MIRACOLO MEDICO - Augusto e Micaela Odone furono i protagonisti di un vero e proprio miracolo medico: cercarono disperatamente e infine trovarono una soluzione per la terribile malattia di cui soffriva il figlio, la adrenoleucodistrofia, e che gli stava distruggendo la guaina che riveste i nervi. La malattia del ragazzo si manifestò nel 1983 al ritorno da un soggiorno alle isole Comore: difficoltà di concentrazione, calo della vista, dell'udito e della parola. Dopo aver escluso con varie analisi una malattia tropicale, i medici diagnosticarono l'adl e non diedero molte speranze ai genitori. Augusto e Micaela compresero subito che l'Adl era un malattia terribile, che provoca un accumulo incontrollato di acidi grassi che danneggiano la guaina protettiva dei nervi, colpendo prima le funzioni motorie e poi quelle psichiche; ma con decisione e caparbietà avevano rifiutato quella condanna a morte sul loro figlio e sfidando la scienza avevano messo a punto un trattamento a base di olio di oliva e di colza che riuscì a fermare per alcuni anni la malattia perché neutralizzava l'accumulo di sostanze tossiche che distruggevano la mielina. Sotto le sollecitazioni dei coniugi, gruppi di scienziati si misero a studiare quel composto e cercare di dimostrarne i meccanismi di azione. Il composto, costituito da alcuni acidi grassi, è stato per lunghi anni l'unica medicina per Lorenzo in grado di bloccare il progredire della malattia; tuttavia l'olio non aveva rimediato ai danni provocati al cervello prima del trattamento.

PROGETTO MIELINA - Nell'89, grazie alla passione e agli sforzi di Augusto, nasce il progetto Mielina, un programma di ricerca che ha tutt'ora l'obiettivo di capire perché la guaina che avvolge i nervi si distrugge progressivamente provocando numerose e gravi malattie che colpiscono circa un milione di persone nei Paesi occidentali. Presto il progetto coinvolse oltre all'Italia, gli Stati Uniti, la France la Gran Bretagna. Grazie ad alcune ricerche ora si sa che è un enzima difettoso a far scattare una catena di eventi della malattia: la molecola induce i grassi ad accumularsi nelle cellule nervose dissolvendo progressivamente il loro rivestimento, la mielina. Nel 2000 Micaela muore lasciando ad Augusto l'impegno di portare avanti la battaglia per la ricerca contro le malattie demielinizzanti una delle quali, l'Adl, ha provocato la morte di Lorenzo.
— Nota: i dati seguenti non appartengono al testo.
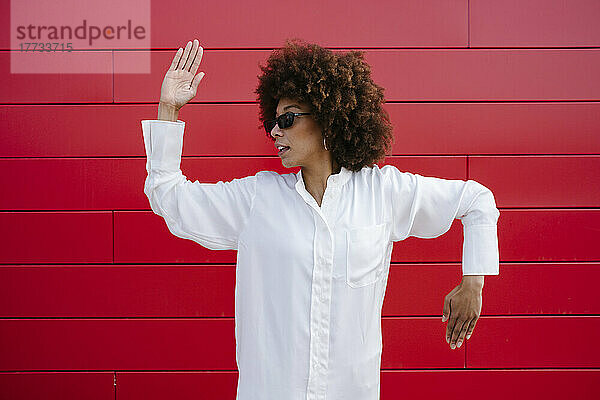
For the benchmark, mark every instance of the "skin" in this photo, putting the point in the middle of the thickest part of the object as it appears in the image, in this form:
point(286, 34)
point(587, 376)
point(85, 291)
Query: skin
point(305, 140)
point(462, 305)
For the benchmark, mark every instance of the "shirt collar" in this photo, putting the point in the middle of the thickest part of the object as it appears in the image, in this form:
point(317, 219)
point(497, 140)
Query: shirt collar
point(336, 180)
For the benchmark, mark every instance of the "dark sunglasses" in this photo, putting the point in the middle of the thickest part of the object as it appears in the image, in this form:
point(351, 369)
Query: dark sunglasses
point(284, 121)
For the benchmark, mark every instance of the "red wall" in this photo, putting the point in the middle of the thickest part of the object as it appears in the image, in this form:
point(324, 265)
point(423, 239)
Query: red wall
point(99, 301)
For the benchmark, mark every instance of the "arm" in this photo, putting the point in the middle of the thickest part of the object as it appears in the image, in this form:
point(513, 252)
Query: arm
point(425, 207)
point(211, 214)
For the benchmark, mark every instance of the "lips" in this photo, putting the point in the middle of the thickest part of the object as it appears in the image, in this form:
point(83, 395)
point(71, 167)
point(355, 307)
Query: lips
point(283, 150)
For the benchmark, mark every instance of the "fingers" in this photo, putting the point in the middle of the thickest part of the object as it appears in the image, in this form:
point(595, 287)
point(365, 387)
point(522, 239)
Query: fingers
point(461, 334)
point(192, 56)
point(185, 56)
point(196, 81)
point(197, 60)
point(471, 327)
point(446, 309)
point(176, 59)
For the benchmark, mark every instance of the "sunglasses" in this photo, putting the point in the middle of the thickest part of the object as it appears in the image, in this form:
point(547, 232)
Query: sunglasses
point(284, 121)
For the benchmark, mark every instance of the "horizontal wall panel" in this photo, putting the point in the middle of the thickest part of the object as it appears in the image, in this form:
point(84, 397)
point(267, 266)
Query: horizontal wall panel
point(211, 385)
point(534, 23)
point(486, 75)
point(426, 23)
point(208, 290)
point(183, 344)
point(56, 88)
point(75, 130)
point(419, 289)
point(418, 343)
point(332, 23)
point(535, 342)
point(56, 237)
point(143, 237)
point(406, 75)
point(57, 385)
point(417, 384)
point(491, 385)
point(118, 183)
point(232, 129)
point(549, 235)
point(127, 291)
point(540, 181)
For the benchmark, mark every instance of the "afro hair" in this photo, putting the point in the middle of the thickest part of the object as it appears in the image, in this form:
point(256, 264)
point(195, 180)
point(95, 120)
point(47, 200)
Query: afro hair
point(344, 100)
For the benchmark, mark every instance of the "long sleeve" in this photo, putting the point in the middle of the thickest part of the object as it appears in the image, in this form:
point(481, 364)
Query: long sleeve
point(211, 214)
point(425, 207)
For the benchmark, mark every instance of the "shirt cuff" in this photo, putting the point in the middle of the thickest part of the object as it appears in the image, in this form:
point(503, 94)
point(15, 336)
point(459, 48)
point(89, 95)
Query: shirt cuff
point(480, 250)
point(163, 141)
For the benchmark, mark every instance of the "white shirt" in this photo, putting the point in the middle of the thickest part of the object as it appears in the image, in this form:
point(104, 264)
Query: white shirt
point(310, 280)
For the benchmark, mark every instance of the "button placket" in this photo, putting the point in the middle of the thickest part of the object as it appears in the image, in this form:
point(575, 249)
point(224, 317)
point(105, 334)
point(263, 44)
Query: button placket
point(320, 311)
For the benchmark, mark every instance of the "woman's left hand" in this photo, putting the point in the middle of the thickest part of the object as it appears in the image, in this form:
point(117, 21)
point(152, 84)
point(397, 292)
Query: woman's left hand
point(462, 307)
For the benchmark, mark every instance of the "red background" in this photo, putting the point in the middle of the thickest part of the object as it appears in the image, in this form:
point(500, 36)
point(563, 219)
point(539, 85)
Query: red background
point(99, 301)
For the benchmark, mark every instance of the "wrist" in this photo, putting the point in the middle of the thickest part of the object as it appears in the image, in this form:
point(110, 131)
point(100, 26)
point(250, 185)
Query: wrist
point(167, 112)
point(473, 281)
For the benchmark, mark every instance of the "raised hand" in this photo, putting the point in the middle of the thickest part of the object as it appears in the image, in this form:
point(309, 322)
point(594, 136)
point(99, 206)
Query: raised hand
point(181, 82)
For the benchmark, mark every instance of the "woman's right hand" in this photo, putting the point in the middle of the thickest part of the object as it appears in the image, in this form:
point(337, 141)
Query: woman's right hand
point(181, 82)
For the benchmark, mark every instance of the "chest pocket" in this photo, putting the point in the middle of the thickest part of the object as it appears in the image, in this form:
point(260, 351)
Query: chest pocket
point(365, 254)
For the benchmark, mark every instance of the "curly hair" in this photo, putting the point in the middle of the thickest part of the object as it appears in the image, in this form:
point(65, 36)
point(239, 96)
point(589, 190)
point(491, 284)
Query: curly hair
point(344, 100)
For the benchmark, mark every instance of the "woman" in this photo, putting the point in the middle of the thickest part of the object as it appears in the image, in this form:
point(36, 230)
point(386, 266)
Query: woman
point(314, 247)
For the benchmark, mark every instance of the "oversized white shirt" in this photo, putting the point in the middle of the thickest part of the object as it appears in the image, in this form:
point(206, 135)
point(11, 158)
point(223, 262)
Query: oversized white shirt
point(310, 280)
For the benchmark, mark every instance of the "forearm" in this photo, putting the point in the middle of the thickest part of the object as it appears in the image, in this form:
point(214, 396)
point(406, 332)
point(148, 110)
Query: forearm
point(167, 112)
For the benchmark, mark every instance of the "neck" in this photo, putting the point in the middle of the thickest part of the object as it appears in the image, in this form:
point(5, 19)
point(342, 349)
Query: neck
point(315, 176)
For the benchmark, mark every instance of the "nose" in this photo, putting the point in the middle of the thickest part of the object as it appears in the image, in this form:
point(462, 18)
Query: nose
point(275, 130)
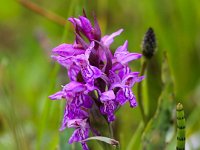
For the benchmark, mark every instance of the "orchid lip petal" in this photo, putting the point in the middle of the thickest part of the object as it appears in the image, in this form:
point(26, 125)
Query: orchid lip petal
point(108, 39)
Adesso Augusto ha intenzione di trasferire le ceneri del figlio a New York e di unirle a quelle della moglie. Poi venderà la sua casa a Fairfax, in Virginia, per tornare in Italia. (articolo del
Corriere della Sera)


Tutte le vite sono importanti ed hanno pari dignità, ma permettetemi di esaltare quella di Lorenzo Odone...la sua intera esistenza deve diventare per noi simbolo di speranza, di lotta, di determinazione.

Posted by Capelli VS Ricko at 16:14:30 | Permanent Link | Comments (8) |
Commenti
1 - Da piccolo vidi il film L'olio di Lorenzo, con Thomas Milian ( curioso proprio perchè c'era lui che io conoscevo per i noti film comici ), e da allora mi sono interessato della vita di questo ragazzo e di cosa facevano i genitori. Un bacio ovunque sia e un ringraziamento perchè si cominci a lottare per ogni più piccola cosa come ha fatto lui e i suoi genitori. (Comment this)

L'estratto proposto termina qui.